One hundred fifty-nine patients were included. Forty-nine patients had normal liver histology and 110 patients had NAFLD. Several previously identified factors associated with normal liver histology were found. Black race was the strongest predictor of the absence of NAFLD with an odds ratio (OR) of 6.8, 95% confidence interval (CI) 2.4–18.9. Low HOMA-IR was also associated with normal histology (OR 1.4, 95% CI 1.03–1.9). In contrast, low HDL was associated with a decreased chance of normal histology (OR 0.38, 95% CI 0.05–0.83). Interestingly, a novel protective factor, the absence of obstructive sleep apnea (OSA) was strongly associated with normal histology (OR 5.6, 95% CI 2.0–16.1). In multivariate regression controlling for BMI, black race, absence of OSA, low HOMA-IR and low ALT independently predicted normal liver histology with an area under the ROC curve of 0.85.

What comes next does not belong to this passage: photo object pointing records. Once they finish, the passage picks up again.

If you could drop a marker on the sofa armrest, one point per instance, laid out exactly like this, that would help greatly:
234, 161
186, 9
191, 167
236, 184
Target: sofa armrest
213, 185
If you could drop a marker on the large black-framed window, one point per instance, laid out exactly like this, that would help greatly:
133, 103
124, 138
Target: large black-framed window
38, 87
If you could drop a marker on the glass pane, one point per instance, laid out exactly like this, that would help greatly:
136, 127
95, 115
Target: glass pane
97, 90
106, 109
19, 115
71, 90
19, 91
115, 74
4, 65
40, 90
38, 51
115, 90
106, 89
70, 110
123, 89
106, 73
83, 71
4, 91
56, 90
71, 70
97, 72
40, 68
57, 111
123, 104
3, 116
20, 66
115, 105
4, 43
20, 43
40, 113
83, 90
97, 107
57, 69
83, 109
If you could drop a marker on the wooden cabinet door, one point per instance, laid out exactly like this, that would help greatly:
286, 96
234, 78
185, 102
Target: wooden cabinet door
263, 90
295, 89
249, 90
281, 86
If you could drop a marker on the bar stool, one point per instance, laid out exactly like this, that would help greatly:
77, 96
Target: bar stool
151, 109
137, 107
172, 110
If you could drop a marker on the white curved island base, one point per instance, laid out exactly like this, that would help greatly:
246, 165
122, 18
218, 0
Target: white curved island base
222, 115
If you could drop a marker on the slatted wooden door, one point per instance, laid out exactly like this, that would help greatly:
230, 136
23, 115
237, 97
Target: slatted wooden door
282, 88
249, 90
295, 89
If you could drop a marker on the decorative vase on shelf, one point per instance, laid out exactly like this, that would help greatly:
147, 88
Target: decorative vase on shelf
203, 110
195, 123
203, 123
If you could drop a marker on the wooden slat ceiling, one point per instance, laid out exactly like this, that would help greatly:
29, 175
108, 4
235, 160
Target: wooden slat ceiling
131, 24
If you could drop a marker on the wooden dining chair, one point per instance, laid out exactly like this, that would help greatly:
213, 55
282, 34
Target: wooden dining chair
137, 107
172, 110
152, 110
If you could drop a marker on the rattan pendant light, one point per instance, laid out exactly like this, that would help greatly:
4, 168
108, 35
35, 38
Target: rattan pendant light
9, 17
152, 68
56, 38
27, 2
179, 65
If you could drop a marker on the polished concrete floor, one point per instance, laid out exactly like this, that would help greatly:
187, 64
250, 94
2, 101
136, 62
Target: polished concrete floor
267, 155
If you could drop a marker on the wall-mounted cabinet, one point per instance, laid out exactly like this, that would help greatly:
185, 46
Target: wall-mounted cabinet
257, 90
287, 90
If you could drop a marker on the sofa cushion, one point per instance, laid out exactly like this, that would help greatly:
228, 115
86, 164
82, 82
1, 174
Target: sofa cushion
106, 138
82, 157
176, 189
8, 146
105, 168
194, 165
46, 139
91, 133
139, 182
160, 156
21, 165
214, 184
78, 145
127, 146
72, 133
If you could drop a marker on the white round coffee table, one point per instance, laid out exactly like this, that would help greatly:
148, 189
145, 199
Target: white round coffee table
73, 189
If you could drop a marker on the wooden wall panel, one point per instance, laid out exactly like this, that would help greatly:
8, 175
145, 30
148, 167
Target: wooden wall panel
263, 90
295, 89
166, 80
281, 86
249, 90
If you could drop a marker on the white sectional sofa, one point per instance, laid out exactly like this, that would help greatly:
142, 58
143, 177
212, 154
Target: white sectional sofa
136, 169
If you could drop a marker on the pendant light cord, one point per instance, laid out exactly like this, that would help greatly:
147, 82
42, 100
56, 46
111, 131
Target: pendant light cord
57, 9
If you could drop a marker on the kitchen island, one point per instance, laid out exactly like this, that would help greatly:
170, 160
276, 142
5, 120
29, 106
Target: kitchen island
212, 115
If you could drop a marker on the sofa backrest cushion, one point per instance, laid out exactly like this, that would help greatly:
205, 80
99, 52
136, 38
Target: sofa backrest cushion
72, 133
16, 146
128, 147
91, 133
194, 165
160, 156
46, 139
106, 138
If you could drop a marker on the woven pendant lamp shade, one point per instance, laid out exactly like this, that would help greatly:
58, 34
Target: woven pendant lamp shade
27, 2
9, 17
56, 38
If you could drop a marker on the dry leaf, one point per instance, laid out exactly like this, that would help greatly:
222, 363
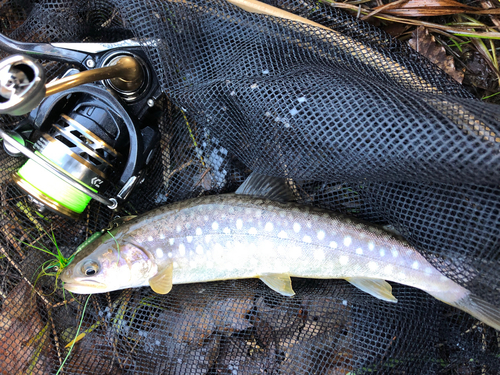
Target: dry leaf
426, 45
420, 8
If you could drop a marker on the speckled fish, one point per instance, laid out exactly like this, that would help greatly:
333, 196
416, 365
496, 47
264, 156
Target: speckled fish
239, 236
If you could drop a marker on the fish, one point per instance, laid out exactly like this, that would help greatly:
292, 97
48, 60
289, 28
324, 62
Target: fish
258, 232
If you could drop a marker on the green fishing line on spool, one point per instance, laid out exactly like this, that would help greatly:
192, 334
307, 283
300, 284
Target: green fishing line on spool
53, 186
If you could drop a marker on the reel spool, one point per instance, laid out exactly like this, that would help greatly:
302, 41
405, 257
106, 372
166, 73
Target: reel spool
84, 137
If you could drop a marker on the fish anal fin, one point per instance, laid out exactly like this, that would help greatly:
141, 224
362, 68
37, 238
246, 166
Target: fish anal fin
161, 283
273, 188
378, 288
279, 282
475, 306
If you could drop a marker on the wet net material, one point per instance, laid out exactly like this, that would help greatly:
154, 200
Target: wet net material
359, 122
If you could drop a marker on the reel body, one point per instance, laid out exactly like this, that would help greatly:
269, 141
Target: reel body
89, 135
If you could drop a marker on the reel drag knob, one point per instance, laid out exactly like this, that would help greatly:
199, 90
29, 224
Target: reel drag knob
22, 85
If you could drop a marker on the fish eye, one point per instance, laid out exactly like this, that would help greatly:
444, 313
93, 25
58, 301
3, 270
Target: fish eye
90, 268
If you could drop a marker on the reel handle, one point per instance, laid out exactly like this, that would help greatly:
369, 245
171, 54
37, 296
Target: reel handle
22, 81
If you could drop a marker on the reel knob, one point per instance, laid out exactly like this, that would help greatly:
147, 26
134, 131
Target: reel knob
22, 85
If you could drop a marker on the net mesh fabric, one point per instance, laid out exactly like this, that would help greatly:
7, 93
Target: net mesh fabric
359, 122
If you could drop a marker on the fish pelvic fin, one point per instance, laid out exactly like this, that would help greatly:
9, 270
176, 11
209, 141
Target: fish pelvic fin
279, 282
378, 288
480, 309
161, 283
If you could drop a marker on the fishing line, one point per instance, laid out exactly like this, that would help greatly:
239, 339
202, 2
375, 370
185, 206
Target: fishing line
54, 187
77, 333
117, 246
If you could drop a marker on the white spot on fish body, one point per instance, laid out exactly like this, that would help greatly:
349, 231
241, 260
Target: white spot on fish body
182, 250
319, 255
218, 250
372, 266
282, 235
389, 269
344, 259
239, 224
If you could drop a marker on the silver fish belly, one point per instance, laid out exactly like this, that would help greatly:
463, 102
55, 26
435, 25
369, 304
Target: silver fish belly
236, 236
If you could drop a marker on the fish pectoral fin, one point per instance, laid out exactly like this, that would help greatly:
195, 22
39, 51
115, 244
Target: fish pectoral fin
161, 283
279, 282
378, 288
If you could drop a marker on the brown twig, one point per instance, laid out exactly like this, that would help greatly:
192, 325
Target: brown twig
382, 8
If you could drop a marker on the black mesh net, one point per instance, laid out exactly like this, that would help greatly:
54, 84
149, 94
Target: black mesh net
358, 121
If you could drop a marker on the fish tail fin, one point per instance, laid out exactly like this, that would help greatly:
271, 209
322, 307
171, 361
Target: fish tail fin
480, 309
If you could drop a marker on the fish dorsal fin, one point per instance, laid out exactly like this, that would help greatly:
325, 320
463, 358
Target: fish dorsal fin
273, 188
161, 283
279, 282
378, 288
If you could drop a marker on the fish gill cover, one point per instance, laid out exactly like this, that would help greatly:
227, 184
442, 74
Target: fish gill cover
361, 124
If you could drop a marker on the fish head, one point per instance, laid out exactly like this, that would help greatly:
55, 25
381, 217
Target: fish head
108, 265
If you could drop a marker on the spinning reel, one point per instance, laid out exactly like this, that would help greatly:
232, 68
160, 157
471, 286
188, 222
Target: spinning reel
83, 134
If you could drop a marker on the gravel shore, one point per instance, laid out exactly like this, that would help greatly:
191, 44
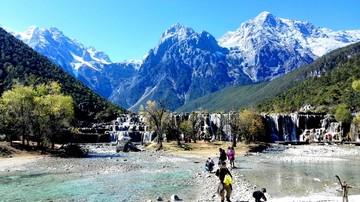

Our study confirmed several factors associated with normal liver histology, including black race and identified a novel factor, absence of OSA. Further evaluation of these factors will allow for improved understanding of the pathogenesis of NAFLD.
Citation: Corey KE, Misdraji J, Zheng H, Malecki KM, Kneeman J, et al. (2013) The Absence of Obstructive Sleep Apnea May Protect against Non-Alcoholic Fatty Liver in Patients Undergoing Bariatric Surgery. PLoS ONE 8(5): e62504. doi:10.1371/journal.pone.0062504
Editor: Oscar Arias-Carrion, Hospital General Dr. Manuel Gea González, Mexico
Received: January 30, 2013; Accepted: March 22, 2013; Published: May 3, 2013
Copyright: © 2013 Corey et al. This is an open-access article distributed under the terms of the Creative Commons Attribution License, which permits unrestricted use, distribution, and reproduction in any medium, provided the original author and source are credited.
Funding: KEC receives support from the American Association for the Study of Liver Disease Clinical and Translational Research Award. JK receives support from the NIH 2T32DK0007191-37. RTC receives support from NIH DK078772. The funders had no role in study design, data collection and analysis, decision to publish, or preparation of the manuscript.
Competing interests: The authors have declared that no competing interests exist.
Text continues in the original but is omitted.